10.06.2018 - 10:00

Kapitelsamt im Kölner Dom Zehnter Sonntag im Jahreskreis

DOMRADIO.DE übertrug am zehnten Sonntag im Jahreskreis das Kapitelsamt aus dem Kölner Dom mit Domkapitular Josef Sauerborn. Es sang der Kölner Domchor unter der Leitung von Eberhard Metternich. An der Orgel: Winfried Krane.

In seiner Predigt fasst Prälat Josef Sauerborn den Evangeliumstext zusammen. Viele Menschen hätten damals negativ auf Jesus reagiert. Sie tuschelten und beurteilten ihn; lästerten, sein Umgang zeuge von schlechtem Geschmack. Jesus indes weiche den Konfrontationen nicht aus und vergebe alle Lästerungen und Schmähungen, so der Domkapitular. Doch als die Menschen Gott lästern, reagiere Jesus scharf. Die Sünde gegen den Heiligen Geist bleibe haften. Damit mache Jesus deutlich: "Wer diesen Geist lästert und ihn für den Bösen hält, bringt sich selbst ins Abseits. Wer den Heiligen Geist verachtet, verachtet Gott."  

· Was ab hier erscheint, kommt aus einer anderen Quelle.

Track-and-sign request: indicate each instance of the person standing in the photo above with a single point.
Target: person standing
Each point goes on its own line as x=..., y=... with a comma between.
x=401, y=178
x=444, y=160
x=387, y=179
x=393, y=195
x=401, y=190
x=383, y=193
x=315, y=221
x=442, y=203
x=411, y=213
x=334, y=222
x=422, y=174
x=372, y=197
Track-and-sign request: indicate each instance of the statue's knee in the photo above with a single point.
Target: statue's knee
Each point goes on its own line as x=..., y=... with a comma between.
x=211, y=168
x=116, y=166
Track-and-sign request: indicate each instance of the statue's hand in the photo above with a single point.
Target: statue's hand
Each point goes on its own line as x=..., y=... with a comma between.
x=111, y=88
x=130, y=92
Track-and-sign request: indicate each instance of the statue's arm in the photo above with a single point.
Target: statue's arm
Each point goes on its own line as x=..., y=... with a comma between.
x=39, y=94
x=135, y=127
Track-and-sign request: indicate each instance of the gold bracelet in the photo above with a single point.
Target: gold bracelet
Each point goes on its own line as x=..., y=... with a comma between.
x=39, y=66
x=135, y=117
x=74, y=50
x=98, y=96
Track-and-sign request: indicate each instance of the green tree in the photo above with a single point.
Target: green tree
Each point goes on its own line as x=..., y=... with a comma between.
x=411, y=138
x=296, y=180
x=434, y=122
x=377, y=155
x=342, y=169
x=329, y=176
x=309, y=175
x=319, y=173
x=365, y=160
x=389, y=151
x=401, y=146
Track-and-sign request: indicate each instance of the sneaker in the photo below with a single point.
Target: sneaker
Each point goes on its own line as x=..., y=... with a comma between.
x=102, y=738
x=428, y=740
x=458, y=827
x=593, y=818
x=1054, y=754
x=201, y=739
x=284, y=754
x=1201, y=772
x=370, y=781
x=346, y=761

Dann erweitere Jesus "auf provozierende Weise" seine Familie. Er blicke auf die Menschen um ihn herum und sagt: "Wer den Willen Gottes erfüllt, der ist für mich Bruder, Schwester und Mutter". Diese Frage richte sich auch an uns, erläutert Prälat Sauerborn. "Sind wir seine Schwestern, seine Brüder. Sind wir – welch ein Gedanke – seine Mutter?" Jesus suche Nähe zu uns, doch "sind uns diese Annäherungsversuche unangenehm? Wollen wir ihn vielleicht so nahe nicht haben?"

 

Schriftstelle: "Wer den Willen Gottes erfüllt, der ist für mich Bruder und Schwester und Mutter." (Mk 3,35)

Was im Evangelium dieses Sonntags (Mk 3,20-35) gezeigt werden soll, ist das Unverständnis, die Fehlbeurteilung und Verkennung der Person Jesu seitens ihm natürlich Nahestehender. Seine aufreibende Tätigkeit, sein Eifer für die ihm angelegene Sache treiben jene Menschen dazu, ihn für „verrückt“ zu halten (ernsthaft an Geisteskrankheit denken sie schwerlich). In ihrer Engstirnigkeit wollen sie ihn „heimholen“, vielleicht auch in Sorge um das Ansehen ihrer Familie. Ganz ungeeignet für psychiatrische Rückschlüsse auf die Geistesverfassung Jesu, wirft der Text vielmehr ein Schlaglicht auf die Denkart von Menschen, denen jedes Organ für Gottes unbedingten Anspruch fehlt. Sie begreifen nicht, dass ein ihnen bekannter und nahestehender Mensch von Gottes Sache ganz erfüllt und seinem Dienst völlig hingegeben sein kann. Schon hier meldet sich die gleiche Haltung wie bei den Einwohnern Nazareths (vgl. Mk 6,1–6a) an, die als Unglauben entlarvt wird. Solche Blindheit ist stets eine Gefahr für Verwandte und Angehörige von Menschen, die Gott zu besonderem Dienst ruft, und eine Warnung vor bloß „natürlichem“ Denken und bürgerlicher Sorge um Ruf, Gesundheit und Geschäft. Jesus steht außerhalb menschlich begreiflicher Kategorien und nimmt auch seine Jünger in den totalen Anspruch Gottes hinein.

Rudolf Schnackenburg (dt. Neutestamentler, 1914–2002), aus: Magnificat. Das Stundenbuch. Juni 2018.